Fig Trees Turn Atmospheric Carbon Into Stone

Kenyan fig trees are doing something remarkable: they’re converting carbon dioxide from the air into limestone-like rocks stored in their trunks and surrounding soil.

This natural alchemy, discovered by an international team of scientists, could reshape how we think about carbon capture through agriculture.

The research, presented at the Goldschmidt Conference in Prague, reveals that certain fig species native to Kenya use what scientists call the oxalate carbonate pathway. Think of it as nature’s version of a carbon storage facility—but instead of burying CO2 underground, these trees literally turn it into stone.

How Trees Make Rocks

Most trees capture carbon through photosynthesis, turning atmospheric CO2 into the organic matter that builds their wood and leaves.
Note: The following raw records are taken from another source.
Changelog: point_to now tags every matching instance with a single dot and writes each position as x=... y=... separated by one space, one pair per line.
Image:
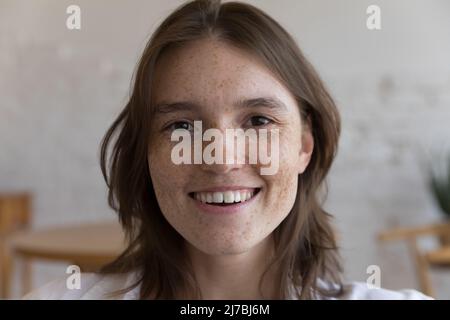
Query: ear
x=307 y=147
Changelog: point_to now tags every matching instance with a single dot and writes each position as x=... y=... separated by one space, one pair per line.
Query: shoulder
x=92 y=286
x=362 y=291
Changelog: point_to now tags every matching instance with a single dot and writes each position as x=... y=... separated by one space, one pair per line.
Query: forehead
x=209 y=70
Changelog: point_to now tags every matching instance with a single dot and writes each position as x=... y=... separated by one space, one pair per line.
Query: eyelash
x=268 y=121
x=171 y=127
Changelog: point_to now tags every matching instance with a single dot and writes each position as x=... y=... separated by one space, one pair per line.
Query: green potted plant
x=440 y=188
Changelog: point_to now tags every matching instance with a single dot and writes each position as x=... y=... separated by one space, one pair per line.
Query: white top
x=97 y=287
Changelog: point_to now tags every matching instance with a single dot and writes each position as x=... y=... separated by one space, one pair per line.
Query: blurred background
x=60 y=90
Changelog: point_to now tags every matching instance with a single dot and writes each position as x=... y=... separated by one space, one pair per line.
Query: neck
x=235 y=276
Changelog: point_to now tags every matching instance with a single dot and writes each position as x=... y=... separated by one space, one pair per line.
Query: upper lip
x=225 y=188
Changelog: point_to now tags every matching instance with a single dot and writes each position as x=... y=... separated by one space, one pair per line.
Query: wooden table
x=88 y=246
x=438 y=257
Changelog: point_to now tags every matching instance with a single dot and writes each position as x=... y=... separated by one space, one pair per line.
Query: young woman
x=222 y=230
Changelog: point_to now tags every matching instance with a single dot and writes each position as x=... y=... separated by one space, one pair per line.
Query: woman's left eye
x=258 y=121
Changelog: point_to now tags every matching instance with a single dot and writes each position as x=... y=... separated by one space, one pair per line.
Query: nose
x=220 y=152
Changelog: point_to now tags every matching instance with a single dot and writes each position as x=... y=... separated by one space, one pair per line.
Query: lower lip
x=229 y=209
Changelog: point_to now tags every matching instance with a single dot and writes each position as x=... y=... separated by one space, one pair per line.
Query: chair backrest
x=15 y=212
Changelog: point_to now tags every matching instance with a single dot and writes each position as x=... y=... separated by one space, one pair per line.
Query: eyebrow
x=266 y=102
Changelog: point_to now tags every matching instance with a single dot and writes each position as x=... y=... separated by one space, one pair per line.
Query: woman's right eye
x=181 y=125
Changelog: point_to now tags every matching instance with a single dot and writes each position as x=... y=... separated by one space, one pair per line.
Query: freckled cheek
x=283 y=185
x=165 y=174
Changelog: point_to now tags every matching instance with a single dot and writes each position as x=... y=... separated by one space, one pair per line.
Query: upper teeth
x=224 y=197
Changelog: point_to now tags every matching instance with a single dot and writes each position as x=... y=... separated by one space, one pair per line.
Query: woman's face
x=207 y=81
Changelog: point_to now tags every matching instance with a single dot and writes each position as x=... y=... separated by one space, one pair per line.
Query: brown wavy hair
x=305 y=243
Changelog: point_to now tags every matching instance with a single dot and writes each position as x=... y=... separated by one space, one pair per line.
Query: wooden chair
x=424 y=260
x=15 y=213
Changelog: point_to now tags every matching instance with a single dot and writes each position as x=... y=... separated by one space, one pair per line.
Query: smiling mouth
x=225 y=198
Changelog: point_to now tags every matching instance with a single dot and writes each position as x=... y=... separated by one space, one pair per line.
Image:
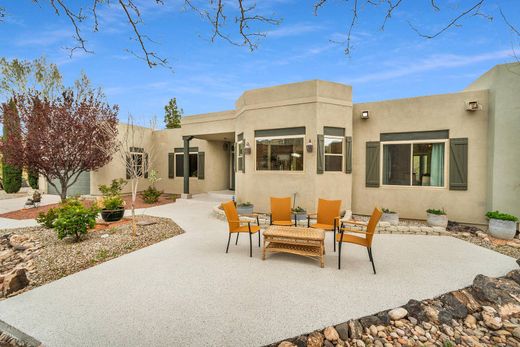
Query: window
x=179 y=165
x=414 y=164
x=333 y=153
x=279 y=153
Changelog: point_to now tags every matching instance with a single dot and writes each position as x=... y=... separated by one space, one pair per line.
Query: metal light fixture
x=247 y=148
x=309 y=146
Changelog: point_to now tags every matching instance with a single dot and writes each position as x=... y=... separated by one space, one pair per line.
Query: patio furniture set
x=285 y=236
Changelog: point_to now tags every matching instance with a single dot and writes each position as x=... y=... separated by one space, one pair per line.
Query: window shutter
x=320 y=154
x=145 y=165
x=128 y=166
x=459 y=164
x=171 y=165
x=200 y=165
x=348 y=154
x=372 y=164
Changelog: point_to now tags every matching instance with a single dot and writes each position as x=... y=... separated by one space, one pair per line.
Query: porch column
x=186 y=166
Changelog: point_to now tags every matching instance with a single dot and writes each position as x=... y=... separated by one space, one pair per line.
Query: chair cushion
x=323 y=226
x=283 y=222
x=352 y=239
x=245 y=229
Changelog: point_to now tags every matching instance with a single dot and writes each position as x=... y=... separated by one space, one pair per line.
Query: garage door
x=81 y=187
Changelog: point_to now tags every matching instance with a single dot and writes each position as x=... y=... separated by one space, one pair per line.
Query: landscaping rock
x=397 y=313
x=14 y=281
x=331 y=334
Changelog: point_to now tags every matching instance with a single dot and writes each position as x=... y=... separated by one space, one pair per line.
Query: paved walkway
x=186 y=291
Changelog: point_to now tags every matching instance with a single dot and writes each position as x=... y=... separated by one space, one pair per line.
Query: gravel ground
x=59 y=258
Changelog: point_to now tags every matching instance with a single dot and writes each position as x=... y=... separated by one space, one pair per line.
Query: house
x=457 y=151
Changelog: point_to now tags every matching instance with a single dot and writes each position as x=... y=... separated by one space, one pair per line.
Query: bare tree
x=248 y=23
x=135 y=154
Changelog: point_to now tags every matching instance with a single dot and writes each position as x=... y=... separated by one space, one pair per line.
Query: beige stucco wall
x=438 y=112
x=503 y=82
x=312 y=104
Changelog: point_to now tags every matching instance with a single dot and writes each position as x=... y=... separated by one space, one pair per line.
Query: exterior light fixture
x=247 y=148
x=309 y=146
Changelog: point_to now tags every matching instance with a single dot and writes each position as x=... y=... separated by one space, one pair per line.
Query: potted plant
x=299 y=213
x=502 y=225
x=245 y=208
x=390 y=216
x=112 y=205
x=437 y=218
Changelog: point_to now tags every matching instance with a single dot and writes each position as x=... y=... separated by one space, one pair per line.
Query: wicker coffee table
x=307 y=242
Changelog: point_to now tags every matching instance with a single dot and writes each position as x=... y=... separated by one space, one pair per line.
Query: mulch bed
x=32 y=213
x=55 y=258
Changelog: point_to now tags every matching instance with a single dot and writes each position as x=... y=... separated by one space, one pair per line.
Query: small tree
x=64 y=137
x=12 y=162
x=172 y=114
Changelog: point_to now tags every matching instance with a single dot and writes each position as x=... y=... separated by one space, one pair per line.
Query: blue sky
x=209 y=77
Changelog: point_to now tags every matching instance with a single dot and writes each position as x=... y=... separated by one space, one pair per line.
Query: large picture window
x=279 y=153
x=414 y=164
x=333 y=153
x=179 y=165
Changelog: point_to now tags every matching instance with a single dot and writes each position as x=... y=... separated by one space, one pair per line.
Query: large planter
x=392 y=218
x=437 y=220
x=245 y=209
x=502 y=229
x=112 y=215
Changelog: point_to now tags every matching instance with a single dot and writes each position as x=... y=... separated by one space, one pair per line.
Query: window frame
x=342 y=154
x=175 y=164
x=411 y=143
x=276 y=138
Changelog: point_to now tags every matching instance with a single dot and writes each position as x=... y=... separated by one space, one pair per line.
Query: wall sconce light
x=309 y=146
x=247 y=148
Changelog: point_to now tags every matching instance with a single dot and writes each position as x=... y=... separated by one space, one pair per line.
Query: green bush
x=12 y=178
x=501 y=216
x=32 y=178
x=113 y=203
x=440 y=212
x=47 y=219
x=74 y=219
x=151 y=195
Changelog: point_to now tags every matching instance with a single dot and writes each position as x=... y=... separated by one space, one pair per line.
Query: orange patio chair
x=281 y=213
x=327 y=217
x=358 y=227
x=236 y=225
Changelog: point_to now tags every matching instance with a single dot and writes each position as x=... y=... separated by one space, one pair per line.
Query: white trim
x=411 y=186
x=277 y=138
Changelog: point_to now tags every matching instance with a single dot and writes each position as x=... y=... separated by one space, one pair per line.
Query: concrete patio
x=187 y=291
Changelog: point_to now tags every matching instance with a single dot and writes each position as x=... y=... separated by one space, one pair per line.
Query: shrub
x=387 y=210
x=113 y=203
x=440 y=212
x=74 y=219
x=12 y=178
x=47 y=219
x=501 y=216
x=151 y=195
x=115 y=188
x=32 y=178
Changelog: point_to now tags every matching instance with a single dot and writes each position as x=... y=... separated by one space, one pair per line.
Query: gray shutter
x=459 y=164
x=200 y=165
x=372 y=164
x=145 y=165
x=320 y=154
x=348 y=154
x=171 y=165
x=128 y=163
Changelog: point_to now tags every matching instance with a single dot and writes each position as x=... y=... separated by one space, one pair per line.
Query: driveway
x=186 y=291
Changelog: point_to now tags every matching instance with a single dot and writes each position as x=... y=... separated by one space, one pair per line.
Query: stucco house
x=458 y=151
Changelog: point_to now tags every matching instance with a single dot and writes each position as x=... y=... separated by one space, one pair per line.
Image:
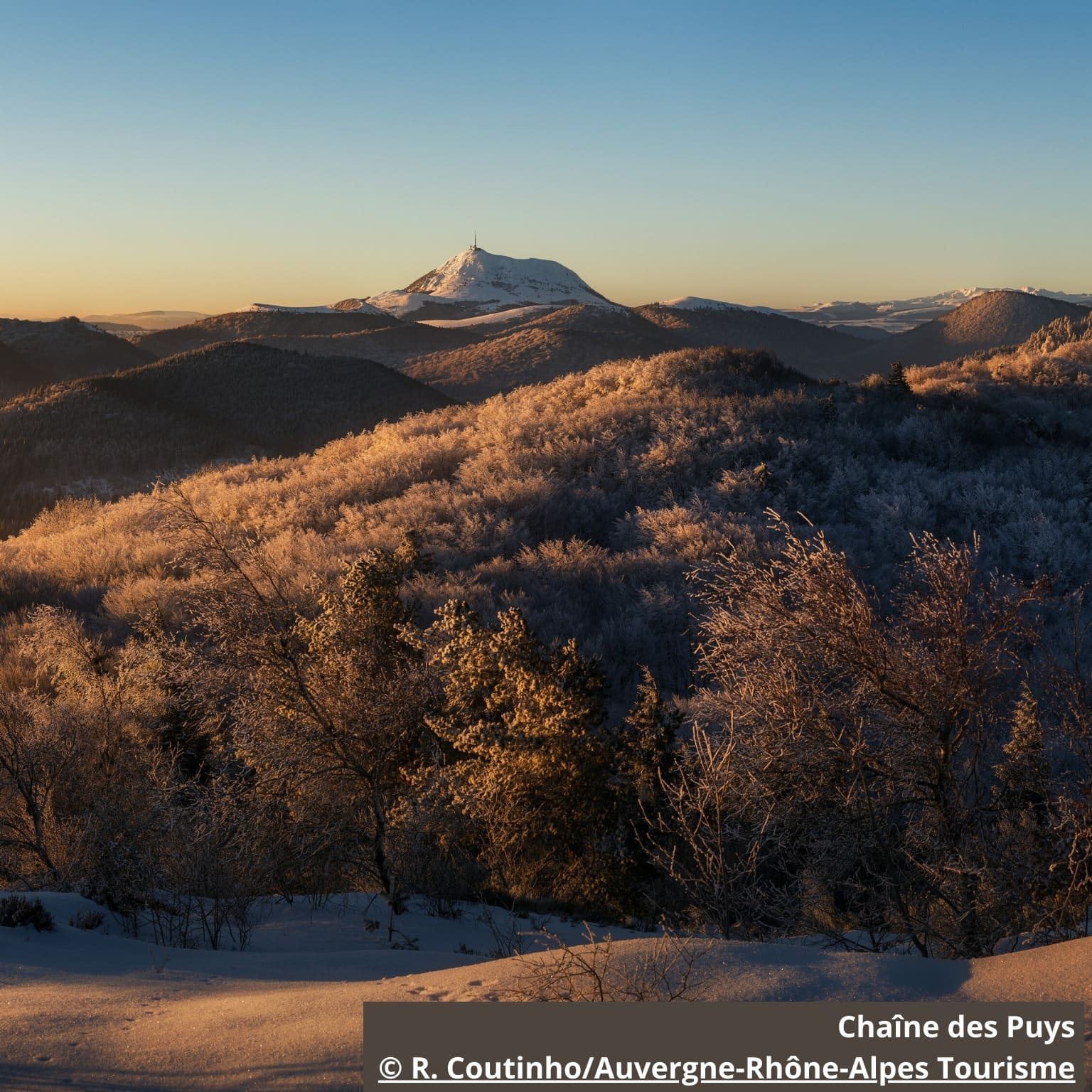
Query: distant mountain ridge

But these fig trees go a step further. They create calcium oxalate crystals, which specialized bacteria and fungi then convert into calcium carbonate—the same mineral found in limestone and chalk.

Dr. Mike Rowley, a senior lecturer at the University of Zurich who led the research, discovered something unexpected when his team used synchrotron analysis to peer inside the trees. The calcium carbonate wasn’t just forming on the surface—it was penetrating deep into the wood structure itself.

“As the calcium carbonate is formed, the soil around the tree becomes more alkaline,” Rowley explained. “The calcium carbonate is formed both on the surface of the tree and within the wood structures, likely as microorganisms decompose crystals on the surface and also, penetrate deeper into the tree.”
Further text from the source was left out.